EUME Berliner Seminar
Wed 12 Jul 2023 | 17:00–18:30

Political Imagination and the Postcolonial in Contemporary Egypt

Fouad Halbouni (EUME Fellow 2021-23) in conversation with Ismail Fayed (independent reseacher)

Forum Transregionale Studien, Wallotstr. 14, 14193 Berlin

In this seminar, Ismail Fayed and Fouad Halbouni, explore the different forms of political-ethical criticism of Nasserism that emerged from within the works of Egyptian intellectuals in response to the downfall of Nasser’s modernization project following the war of 1967. The presenters, more specifically, will focus on the criticism of authoritarianism in postcolonial Egypt as found in the works of Tarek El-Bishry (1933-2021), the renowned jurist, historian and Islamic political thinker, Ahmad Sadik Saad (1919-1988), Marxist intellectual of Sephardic Jewish origins, and lastly Louis Awad (1915-1990), Coptic writer, literary critic, and historian of Egyptian political thought. The criticisms, above all, aimed at resolving the paradoxes of the post-independent nation in which the Nasserist regime advocated political aspirations such as national liberation, political unity, and freedom, while creating authoritarian institutions and practices in the name of historical necessity (and in the name of safeguarding those very same aspirations).  In various works, Awad, El-Bishry and Sadik Saad, envisioned forms of political community and deliberative democratic spaces that could accordingly fulfill the promise of national liberation on the one hand, and address the historical failures that resulted from Nasser’s authoritarian legacy on the other. The researchers engage with those reformative visions of political community and deliberative politics as a problem-space, that is, placing them within the political horizons of their time while highlighting the relevance of these pressing questions to our present, a decade after the Arab revolutions with its own questions concerning the meaning of freedom, nationhood, and national belonging.

Fouad Halbouni, in his presentation, examines the short (and nearly explosive) exchange that took place between Ahmad Sadik Saad and Tarek El-Bishry following the publication of the latter’s book Muslims and Copts in the Framework of National community (1981). As a critic of El-Bishry, Sadik Saad examined the pregiven concepts of tradition and national community on which the deliberative democratic framework rested. Both men, however, differed over the definitions of tradition as well as its role as a vital force that secures communal and political cohesion for postcolonial societies. In this presentation, their different visions of tradition and its significance for political community are explored from within the larger framework of their works and their political commitments. Alternatively, Ismail Fayed focuses on Awad’s critique of Nasser’s authoritarianism by historicizing citizenship as a concept and political practice in contemporary Egyptian history, and particularly, from within the context of anticolonial struggle during the first decades of the 20th century.

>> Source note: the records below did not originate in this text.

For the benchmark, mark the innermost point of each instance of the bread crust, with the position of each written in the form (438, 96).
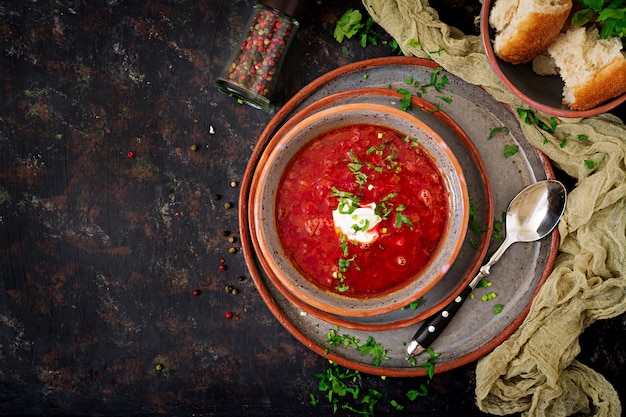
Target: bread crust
(606, 84)
(533, 36)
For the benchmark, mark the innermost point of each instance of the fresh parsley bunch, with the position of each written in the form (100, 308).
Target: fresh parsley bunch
(610, 16)
(351, 24)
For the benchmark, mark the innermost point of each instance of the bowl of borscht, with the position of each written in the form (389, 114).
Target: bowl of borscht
(358, 209)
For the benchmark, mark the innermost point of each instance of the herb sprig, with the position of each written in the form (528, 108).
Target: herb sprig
(610, 16)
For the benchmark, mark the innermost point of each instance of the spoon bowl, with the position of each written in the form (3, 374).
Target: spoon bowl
(531, 215)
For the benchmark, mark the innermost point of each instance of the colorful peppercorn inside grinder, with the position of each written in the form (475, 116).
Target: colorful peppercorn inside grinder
(252, 74)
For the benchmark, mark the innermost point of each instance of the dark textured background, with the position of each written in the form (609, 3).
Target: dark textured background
(100, 253)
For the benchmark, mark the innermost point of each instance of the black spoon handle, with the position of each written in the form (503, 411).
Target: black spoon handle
(434, 325)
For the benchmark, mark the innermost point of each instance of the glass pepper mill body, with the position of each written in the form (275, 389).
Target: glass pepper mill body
(253, 71)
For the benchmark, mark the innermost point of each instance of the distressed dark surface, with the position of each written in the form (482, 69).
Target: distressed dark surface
(100, 253)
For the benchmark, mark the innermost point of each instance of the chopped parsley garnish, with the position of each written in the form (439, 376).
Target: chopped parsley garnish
(529, 117)
(510, 150)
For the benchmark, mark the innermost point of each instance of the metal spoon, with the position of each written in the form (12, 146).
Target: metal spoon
(531, 216)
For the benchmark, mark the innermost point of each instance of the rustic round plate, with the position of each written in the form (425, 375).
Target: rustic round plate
(475, 245)
(476, 330)
(543, 92)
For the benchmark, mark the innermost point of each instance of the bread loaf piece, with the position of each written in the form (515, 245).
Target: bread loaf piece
(593, 69)
(525, 28)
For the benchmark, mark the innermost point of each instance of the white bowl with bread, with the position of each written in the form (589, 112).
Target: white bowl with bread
(549, 63)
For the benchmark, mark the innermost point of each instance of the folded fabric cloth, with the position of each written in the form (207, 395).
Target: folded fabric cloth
(535, 371)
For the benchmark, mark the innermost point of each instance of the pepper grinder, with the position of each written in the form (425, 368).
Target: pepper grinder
(253, 71)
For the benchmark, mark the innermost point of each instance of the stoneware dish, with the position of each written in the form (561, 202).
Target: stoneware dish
(539, 91)
(286, 143)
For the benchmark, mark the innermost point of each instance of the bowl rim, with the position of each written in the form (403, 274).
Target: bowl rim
(370, 306)
(495, 63)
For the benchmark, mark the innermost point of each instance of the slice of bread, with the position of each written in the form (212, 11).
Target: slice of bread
(525, 28)
(593, 69)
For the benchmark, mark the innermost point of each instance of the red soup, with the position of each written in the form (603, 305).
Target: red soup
(361, 210)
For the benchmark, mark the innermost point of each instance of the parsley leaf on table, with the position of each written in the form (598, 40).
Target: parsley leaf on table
(348, 25)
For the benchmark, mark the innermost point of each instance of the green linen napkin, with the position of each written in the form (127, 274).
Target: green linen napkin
(535, 370)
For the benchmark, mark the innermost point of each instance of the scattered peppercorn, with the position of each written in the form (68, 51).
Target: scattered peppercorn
(231, 290)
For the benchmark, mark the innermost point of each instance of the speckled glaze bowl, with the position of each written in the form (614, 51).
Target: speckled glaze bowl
(542, 92)
(265, 183)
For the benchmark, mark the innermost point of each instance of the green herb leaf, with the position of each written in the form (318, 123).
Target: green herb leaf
(498, 129)
(397, 406)
(348, 25)
(510, 150)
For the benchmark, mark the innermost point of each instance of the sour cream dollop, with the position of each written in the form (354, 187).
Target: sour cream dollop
(357, 223)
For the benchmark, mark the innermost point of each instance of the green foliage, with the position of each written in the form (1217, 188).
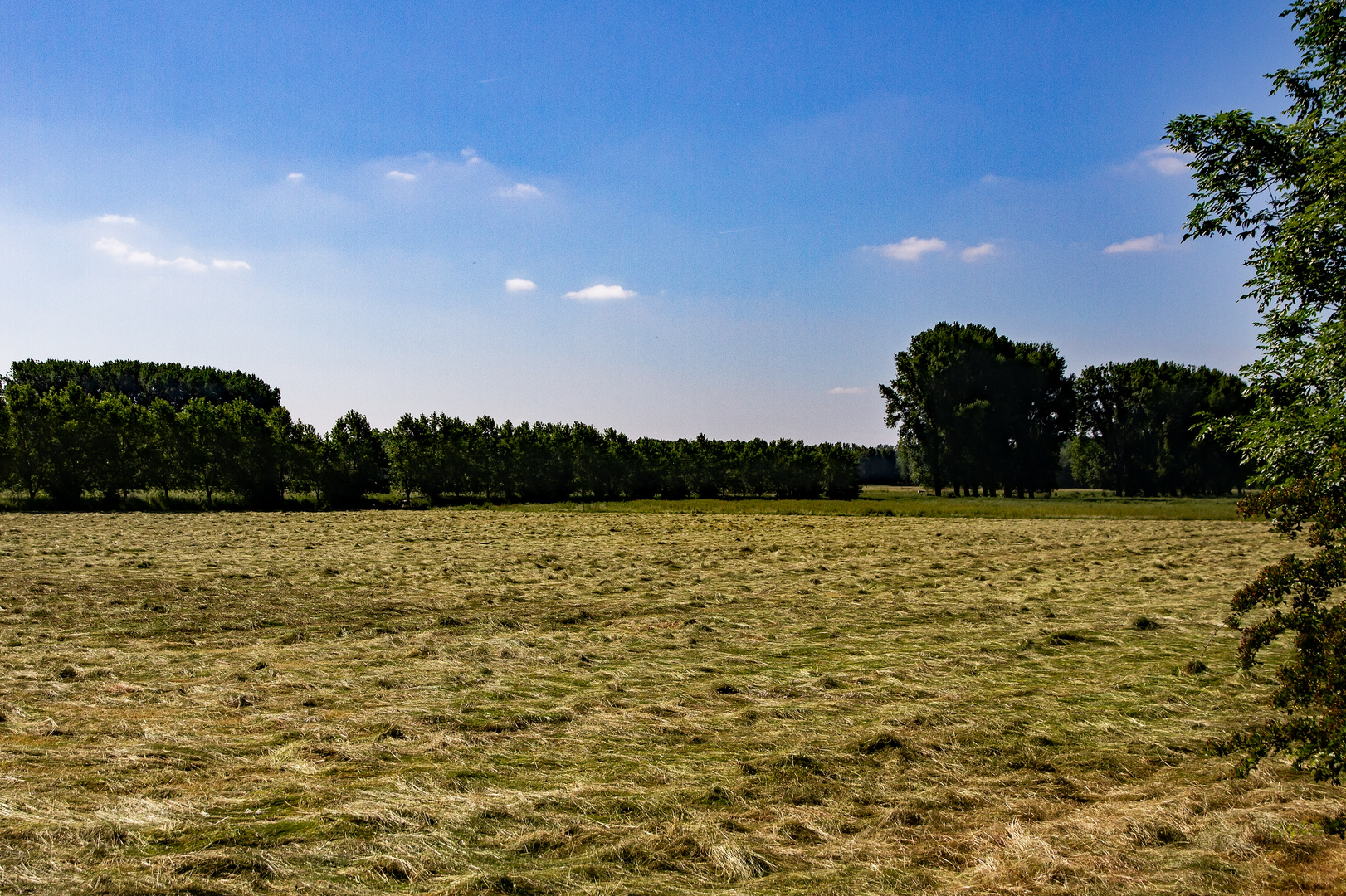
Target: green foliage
(354, 462)
(1295, 595)
(1281, 184)
(144, 382)
(979, 411)
(1138, 424)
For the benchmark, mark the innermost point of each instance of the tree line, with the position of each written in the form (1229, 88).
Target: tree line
(982, 413)
(73, 432)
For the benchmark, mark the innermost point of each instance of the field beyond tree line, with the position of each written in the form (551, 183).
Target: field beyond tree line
(482, 701)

In a series of works such as The Papers of a Lifetime (1989), Seven Masks of Nasserism (1976), and Freedom and the Critique of Freedom (1971), Awad engaged with Nasserist legacy over questions of minority belonging in the newly independent nation (what it meant to be a Copt before and after 1952). Fayed takes a genealogical approach to Awad’s relation to the political legacy of Nasserist authoritarianism tracing the sharp ebbs and flows of anticolonial struggle, the promises of founding a new society, to the drastic effects of 1967 war to the neoliberal policies under Sadat.

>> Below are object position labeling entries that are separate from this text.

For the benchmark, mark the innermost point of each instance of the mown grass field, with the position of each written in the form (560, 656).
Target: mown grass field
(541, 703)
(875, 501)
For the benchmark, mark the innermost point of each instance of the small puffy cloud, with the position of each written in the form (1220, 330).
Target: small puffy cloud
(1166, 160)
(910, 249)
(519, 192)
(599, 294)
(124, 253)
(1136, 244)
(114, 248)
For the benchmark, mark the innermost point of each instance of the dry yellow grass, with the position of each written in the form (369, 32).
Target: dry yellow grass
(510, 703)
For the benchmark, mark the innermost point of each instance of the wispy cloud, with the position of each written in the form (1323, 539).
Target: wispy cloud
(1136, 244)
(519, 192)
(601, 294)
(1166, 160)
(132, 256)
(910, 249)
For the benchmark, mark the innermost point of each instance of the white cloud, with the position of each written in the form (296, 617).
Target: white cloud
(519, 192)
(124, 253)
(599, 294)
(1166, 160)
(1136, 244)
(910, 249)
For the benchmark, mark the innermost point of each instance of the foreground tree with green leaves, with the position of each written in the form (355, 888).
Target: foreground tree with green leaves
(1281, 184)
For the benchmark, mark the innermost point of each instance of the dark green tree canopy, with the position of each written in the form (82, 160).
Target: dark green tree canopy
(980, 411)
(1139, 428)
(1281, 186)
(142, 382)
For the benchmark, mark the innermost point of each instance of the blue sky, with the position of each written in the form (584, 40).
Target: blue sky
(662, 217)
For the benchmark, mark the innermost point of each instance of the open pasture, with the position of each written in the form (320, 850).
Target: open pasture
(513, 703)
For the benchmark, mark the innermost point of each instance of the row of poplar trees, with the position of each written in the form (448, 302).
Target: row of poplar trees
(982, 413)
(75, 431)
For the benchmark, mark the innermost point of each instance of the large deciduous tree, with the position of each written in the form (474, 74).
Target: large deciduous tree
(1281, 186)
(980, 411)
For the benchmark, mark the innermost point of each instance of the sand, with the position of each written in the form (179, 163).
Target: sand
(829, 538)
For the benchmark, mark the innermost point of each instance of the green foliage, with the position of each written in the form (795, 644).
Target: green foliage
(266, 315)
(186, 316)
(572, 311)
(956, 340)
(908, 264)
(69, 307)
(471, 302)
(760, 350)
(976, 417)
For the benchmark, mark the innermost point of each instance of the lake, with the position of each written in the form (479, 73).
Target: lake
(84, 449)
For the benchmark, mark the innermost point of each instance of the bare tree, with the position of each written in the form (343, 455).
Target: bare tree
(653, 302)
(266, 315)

Fouad Halbouni is a postdoctoral fellow at the Forum Transregionale Studien and the "Beyond Social Cohesion: Global Repertoires of Living Together" (RePLITO) research unit, the Berlin Free University for the academic year of 2023. He received his PhD in cultural anthropology from Johns Hopkins University in 2019. His current research project, titled “Exercises in Survival”, examines the search for a meaningful moral life among Coptic activists following the January revolution in Egypt and its aftermaths of state repression. Fouad has taught several courses at Johns Hopkins University and the Cairo Institute for Liberal Arts and Social Sciences (CILAS) that reflect his current research interests in diverse sub-disciplines such as anthropology of youth movements, anthropology of ethics and lastly, the anthropology of revolution.

Ismail Fayed is an independent art critic, journalist, and researcher, based in Cairo. His critical writing focus on contemporary art practices in Egypt and the Arab world since 2007. He was the associate editor for the MoMA's publication, Modern Art in the Arab World: Primary Documents (2018). He has contributed to regional and international platforms and publications such as Nachtkritik, Manshoor, Mada Masr, Aperture and many others. Together with Fouad Halbouni, he co-founded the History and Cultural Memory Forum (2016), the forum seeks to examine the realities of the Arab world post-2011 and to explore new terrains for thinking and discussions of contemporary cultural and social issues that might instigate a new way of reading of Egyptian social and cultural history.